Discurso no Senado Federal

CONSIDERAÇÕES SOBRE A GLOBALIZAÇÃO E A ADAPTAÇÃO DO AGRIBUSINESS NACIONAL.

Autor
Carlos Bezerra (PMDB - Movimento Democrático Brasileiro/MT)
Nome completo: Carlos Gomes Bezerra
Casa
Senado Federal
Tipo
Discurso
Resumo por assunto
AGRICULTURA.:
  • CONSIDERAÇÕES SOBRE A GLOBALIZAÇÃO E A ADAPTAÇÃO DO AGRIBUSINESS NACIONAL.
Publicação
Publicação no DSF de 25/07/1996 - Página 13174
Assunto
Outros > AGRICULTURA.
Indexação
  • ANALISE, EFEITO, PROCESSO, GLOBALIZAÇÃO, ECONOMIA NACIONAL, NECESSIDADE, GOVERNO, EMPENHO, EFICACIA, POLITICA AGRICOLA, GARANTIA, SEGURANÇA, PRODUTOR, ADAPTAÇÃO, SETOR, RESPONSAVEL, PRODUÇÃO AGRICOLA, VIABILIDADE, AUMENTO, PRODUTIVIDADE, CONCORRENCIA, PRODUTO NACIONAL, REFORÇO, AGRICULTURA, PAIS.
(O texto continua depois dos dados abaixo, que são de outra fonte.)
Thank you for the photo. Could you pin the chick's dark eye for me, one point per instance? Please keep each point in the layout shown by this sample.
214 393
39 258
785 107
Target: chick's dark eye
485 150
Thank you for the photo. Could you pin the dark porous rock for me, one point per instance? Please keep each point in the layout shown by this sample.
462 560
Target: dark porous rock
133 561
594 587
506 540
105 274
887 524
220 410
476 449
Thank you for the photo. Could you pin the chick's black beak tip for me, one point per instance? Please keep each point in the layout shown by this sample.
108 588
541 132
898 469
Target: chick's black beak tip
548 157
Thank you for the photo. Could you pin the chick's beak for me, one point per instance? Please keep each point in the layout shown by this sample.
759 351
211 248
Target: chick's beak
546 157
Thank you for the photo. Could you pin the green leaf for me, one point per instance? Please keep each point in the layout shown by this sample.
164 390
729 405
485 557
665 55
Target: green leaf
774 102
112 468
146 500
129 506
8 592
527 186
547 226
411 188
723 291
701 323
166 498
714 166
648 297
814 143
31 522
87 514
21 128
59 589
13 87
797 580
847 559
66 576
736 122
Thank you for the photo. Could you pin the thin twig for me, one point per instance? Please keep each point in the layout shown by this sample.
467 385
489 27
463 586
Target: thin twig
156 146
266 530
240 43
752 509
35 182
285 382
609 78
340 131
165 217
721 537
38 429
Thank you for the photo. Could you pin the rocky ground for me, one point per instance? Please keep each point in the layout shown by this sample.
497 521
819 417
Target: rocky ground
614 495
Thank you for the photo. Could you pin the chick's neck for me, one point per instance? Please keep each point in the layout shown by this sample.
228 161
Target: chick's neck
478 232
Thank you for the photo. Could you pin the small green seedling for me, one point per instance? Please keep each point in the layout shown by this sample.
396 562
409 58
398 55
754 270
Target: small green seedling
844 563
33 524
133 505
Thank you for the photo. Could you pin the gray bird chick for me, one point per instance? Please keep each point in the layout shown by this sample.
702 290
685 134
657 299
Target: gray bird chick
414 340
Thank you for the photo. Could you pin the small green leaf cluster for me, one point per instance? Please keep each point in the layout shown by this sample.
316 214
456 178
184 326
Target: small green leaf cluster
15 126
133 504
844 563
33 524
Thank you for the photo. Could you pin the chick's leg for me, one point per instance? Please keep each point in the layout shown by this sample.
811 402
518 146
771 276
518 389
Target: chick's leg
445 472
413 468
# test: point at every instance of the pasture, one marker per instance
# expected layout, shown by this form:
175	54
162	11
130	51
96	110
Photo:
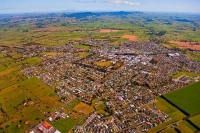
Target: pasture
18	101
77	111
196	120
186	98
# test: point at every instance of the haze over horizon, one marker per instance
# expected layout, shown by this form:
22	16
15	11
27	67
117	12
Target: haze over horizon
29	6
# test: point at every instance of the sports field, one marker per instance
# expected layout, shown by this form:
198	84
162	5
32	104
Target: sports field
186	98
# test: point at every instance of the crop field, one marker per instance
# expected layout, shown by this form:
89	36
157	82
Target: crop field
173	112
186	98
196	120
27	97
76	111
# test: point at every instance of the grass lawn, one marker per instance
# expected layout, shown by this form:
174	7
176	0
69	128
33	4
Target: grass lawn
76	111
187	98
196	120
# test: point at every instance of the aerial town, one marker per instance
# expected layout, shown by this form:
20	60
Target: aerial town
116	70
126	78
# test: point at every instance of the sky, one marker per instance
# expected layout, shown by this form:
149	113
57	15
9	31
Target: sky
29	6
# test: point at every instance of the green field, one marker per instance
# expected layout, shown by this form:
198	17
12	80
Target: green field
196	120
35	94
76	115
173	112
186	98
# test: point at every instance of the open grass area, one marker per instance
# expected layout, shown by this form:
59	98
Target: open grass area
190	74
173	112
186	98
76	111
196	120
26	101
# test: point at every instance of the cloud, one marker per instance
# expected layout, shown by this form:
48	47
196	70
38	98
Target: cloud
86	1
123	2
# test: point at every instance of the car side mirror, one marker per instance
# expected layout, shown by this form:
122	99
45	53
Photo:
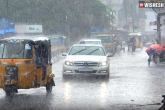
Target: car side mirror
64	54
109	55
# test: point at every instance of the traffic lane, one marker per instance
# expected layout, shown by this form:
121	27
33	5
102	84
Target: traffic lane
125	89
131	82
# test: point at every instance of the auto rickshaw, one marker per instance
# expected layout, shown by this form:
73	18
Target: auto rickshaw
139	41
25	62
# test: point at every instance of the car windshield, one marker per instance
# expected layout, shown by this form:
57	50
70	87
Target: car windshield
105	39
92	42
19	51
87	50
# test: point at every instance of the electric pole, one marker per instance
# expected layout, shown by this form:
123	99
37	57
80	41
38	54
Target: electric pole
132	18
7	9
126	15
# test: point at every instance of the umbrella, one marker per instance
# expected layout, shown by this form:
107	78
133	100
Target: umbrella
155	46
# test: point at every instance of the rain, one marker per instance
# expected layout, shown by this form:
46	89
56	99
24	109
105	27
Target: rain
82	54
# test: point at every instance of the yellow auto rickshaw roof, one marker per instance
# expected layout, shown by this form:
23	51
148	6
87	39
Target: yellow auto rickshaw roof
135	34
33	39
105	35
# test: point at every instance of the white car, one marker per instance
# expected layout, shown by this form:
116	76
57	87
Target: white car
90	41
88	59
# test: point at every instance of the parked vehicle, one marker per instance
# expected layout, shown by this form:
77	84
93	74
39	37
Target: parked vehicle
90	41
27	65
86	59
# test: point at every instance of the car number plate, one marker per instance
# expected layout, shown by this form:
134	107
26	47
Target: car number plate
85	69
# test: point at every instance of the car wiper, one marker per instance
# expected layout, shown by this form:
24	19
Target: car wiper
93	51
78	51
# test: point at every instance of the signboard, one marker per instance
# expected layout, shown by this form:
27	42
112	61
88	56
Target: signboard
33	28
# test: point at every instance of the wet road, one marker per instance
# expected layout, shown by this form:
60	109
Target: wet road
132	86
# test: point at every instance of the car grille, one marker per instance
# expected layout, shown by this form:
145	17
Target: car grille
77	71
85	63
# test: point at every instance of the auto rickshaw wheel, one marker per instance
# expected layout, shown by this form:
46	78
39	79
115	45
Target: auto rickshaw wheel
157	60
10	93
149	61
49	87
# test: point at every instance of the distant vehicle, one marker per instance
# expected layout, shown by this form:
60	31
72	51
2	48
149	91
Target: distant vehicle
57	42
89	59
90	41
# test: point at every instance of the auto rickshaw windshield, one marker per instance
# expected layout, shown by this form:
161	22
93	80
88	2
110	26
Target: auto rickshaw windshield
105	39
15	50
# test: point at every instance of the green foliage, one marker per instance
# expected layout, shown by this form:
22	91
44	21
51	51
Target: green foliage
68	15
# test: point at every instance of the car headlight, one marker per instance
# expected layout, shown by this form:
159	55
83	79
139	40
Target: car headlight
68	63
104	63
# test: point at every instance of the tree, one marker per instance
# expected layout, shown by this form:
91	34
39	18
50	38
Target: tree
59	15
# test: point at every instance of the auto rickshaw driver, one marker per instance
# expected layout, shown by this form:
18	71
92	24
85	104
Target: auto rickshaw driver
25	73
133	41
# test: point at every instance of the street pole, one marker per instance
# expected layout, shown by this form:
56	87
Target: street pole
158	29
132	19
7	9
126	15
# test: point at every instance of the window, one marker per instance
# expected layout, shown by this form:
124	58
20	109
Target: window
19	51
87	50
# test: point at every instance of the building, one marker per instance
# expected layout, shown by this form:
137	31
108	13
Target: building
116	6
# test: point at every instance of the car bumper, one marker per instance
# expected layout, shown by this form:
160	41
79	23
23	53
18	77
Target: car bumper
74	70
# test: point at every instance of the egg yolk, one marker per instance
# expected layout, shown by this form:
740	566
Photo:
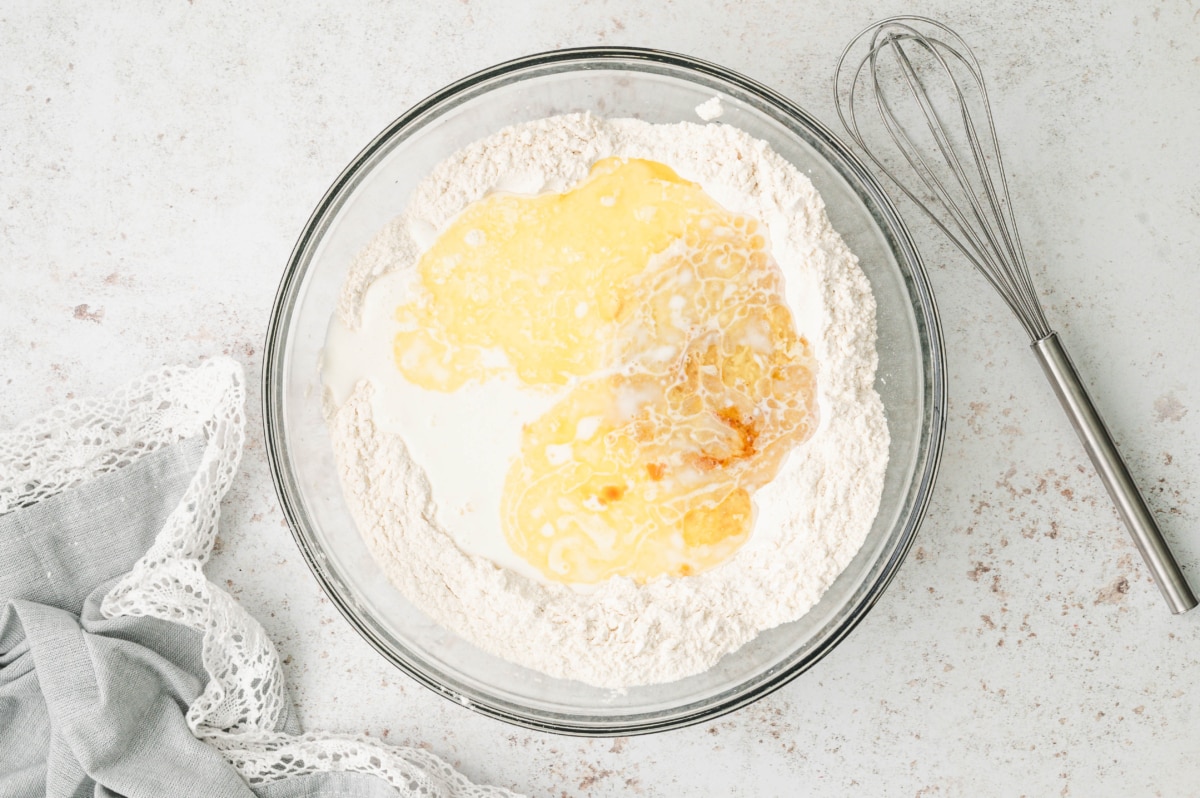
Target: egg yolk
661	318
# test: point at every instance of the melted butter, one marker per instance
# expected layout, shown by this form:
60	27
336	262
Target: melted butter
663	317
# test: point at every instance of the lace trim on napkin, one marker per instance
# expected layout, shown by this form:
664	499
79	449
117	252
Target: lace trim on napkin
245	697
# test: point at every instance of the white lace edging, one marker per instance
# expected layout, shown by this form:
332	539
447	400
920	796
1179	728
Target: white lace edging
245	696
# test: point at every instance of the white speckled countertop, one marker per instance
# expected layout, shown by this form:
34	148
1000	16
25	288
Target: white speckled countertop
157	163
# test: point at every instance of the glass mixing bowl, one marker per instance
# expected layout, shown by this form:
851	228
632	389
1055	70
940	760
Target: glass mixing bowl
607	82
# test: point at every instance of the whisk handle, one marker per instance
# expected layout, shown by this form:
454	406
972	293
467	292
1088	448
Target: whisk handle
1111	468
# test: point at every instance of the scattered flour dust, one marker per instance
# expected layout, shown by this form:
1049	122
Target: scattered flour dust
811	520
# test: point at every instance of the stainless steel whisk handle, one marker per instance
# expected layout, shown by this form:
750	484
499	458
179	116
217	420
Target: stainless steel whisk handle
1111	468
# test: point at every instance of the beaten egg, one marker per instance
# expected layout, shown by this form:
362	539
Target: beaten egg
659	321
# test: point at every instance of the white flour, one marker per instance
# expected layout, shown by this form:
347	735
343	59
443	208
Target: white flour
811	519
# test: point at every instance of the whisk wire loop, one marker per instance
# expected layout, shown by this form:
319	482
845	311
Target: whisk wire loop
972	207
O Sr. Carlos Bezerra - Senador Iris Rezende, quero parabenizá-lo por esse pronunciamento de profunda importância para o País. V. Exª tem autoridade para falar sobre esse assunto, pois foi o Ministro da Agricultura que colheu a maior safra agrícola de toda a história brasileira. Mas, infelizmente, Senador Iris Rezende, no jogo do poder a agricultura está mal posicionada. Não tem a força dos banqueiros ou das grandes empresas. Por isso, está penando. Está praticamente falida, por conta dos planos de Governo: o Plano Collor e agora o Plano Real, que atingiu a agricultura em cheio. Veio a securitização, que é um paliativo, pois não equacionou o problema de toda a agricultura. Existem os bolsões falidos, como é o caso dos arrozeiros do Rio Grande do Sul, dos produtores do Mato Grosso, que, por sinal, têm um perfil diferente dos do Sul do Brasil. Mas neste País toma-se uma medida só para todo o País, como se o País fosse igual. Não é! As regiões são diferentes. O tamanho da propriedade da nossa região é diferente do de Santa Catarina, do Paraná ou do Rio Grande do Sul. E a decisão política não acontece. E os agricultores estão sofrendo. Hoje no meu estado 80% dos produtores estão comprometidos. Não conseguem financiamento, não conseguem nada, porque não tiveram como acertar suas contas. Portanto, Senador Iris Rezende, é urgente, é extremamente importante que se encontre uma solução definitiva para o problema da agricultura brasileira. Quero parabenizar V. Exª pela oportunidade do seu pronunciamento. Todos nós devemos engajar-nos nessa luta para convencer o Governo Federal a encontrar uma solução definitiva para a agricultura brasileira. É preciso não apenas solucionar os problemas que apontei aqui. No País, deve haver uma política agrícola definitiva. O agricultor deve saber o que fazer hoje e amanhã. O agricultor não pode ficar ao sabor do vento. A cada dia, toca-se uma música diferente, e o agricultor acaba "entrando no samba", como ocorreu nos planos econômicos passados. Coloca-se a perder toda uma vida de trabalho, de sacrifício e de luta por conta de políticas econômicas fracassadas. Parabéns a V. Exª! Muito obrigado pelo aparte.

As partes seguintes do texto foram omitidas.